A harness footnote on seed APIs
CIRCL exposes two keygen-from-seed APIs: NewKeyFromSeedMLKEM (adds the
FIPS 203 §5.1 domain separator byte k=3) and NewKeyFromSeed
(pre-FIPS Kyber mode, no domain separator). Same 32-byte seed, two
completely different key pairs. Not a bug — by design — but a footgun
for anyone naively wiring a differential harness at the PKE layer
against Go stdlib, which has no pre-FIPS path. Check your library's
seed API before you trust "same seed, same key" as an invariant.
Compress / Decompress, swept end to end
Compress_d and Decompress_d use different integer approximations
between Go stdlib (Barrett-exact) and CIRCL (rational
approximations — 315/2^20 for d=4,5, 20642679/2^36 for d=10,11).
The CIRCL source comment for d=4,5 admits "doesn't compute division by
x/q correctly for all inputs, but it's close enough that the end result
of the compression is correct." If that "close enough" is literally wrong
for even a single x in [0, 3328], the consequence is silent decapsulation
failure via implicit rejection — a correctness bug, not a security one.
So I swept the full input domain. d in {1, 4, 5, 10, 11}, spec-exact
integer reference on one side, CIRCL scalar kernels on the other, Go
stdlib compress/decompress as a third oracle. Both stdlib and CIRCL
live inside internal/ packages, so I vendored both by copy from
field.go:42–122 and poly.go:134–332 respectively — documented, no
modifications. 16,645 Compress inputs. 3,122 Decompress inputs. 19,767
three-way comparisons.
--- PASS: TestF4CompressSweep (0.00s)
--- PASS: TestF4DecompressSweep (0.00s)
PASS
Zero divergences. Every x agrees across all three oracles.

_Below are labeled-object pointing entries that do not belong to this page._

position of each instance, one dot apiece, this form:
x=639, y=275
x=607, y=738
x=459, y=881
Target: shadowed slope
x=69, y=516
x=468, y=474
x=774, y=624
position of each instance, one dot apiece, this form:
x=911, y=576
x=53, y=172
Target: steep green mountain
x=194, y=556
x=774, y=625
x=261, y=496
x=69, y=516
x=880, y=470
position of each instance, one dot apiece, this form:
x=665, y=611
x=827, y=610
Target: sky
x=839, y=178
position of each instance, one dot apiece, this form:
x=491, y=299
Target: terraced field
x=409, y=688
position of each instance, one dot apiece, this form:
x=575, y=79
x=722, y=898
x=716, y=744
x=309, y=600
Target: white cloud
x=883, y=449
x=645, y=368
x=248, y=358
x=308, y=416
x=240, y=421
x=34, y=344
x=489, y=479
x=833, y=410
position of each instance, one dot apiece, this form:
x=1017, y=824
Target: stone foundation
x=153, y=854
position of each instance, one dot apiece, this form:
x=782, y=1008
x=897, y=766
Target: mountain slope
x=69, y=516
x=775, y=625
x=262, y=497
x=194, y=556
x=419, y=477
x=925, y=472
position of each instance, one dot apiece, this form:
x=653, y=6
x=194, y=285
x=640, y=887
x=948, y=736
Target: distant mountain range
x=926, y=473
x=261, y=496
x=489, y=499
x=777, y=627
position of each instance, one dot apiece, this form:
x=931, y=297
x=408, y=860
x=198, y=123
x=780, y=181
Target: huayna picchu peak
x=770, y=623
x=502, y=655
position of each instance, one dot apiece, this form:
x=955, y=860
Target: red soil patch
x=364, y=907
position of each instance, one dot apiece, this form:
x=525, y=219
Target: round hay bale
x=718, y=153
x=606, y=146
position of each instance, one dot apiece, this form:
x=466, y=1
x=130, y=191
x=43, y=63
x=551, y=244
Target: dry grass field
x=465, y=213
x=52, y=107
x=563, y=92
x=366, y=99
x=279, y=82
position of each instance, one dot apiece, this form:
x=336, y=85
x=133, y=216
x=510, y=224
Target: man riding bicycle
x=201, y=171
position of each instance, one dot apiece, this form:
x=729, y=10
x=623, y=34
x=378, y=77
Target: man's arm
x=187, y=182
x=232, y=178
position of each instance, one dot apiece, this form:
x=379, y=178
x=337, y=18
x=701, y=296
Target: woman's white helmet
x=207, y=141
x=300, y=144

The +q/2
rounding offset combined with the & ((1<<d)-1) mask makes the
approximation exact over the whole valid range, despite what the comment
suggests — the comment is conservative, not sloppy.
So Compress/Decompress is not a silent-correctness bug hiding in CIRCL, and the only API-surface finding from this exercise remains F1. Most of what a diff-fuzz matrix produces, if it's working, is clean negatives; those are worth writing down too.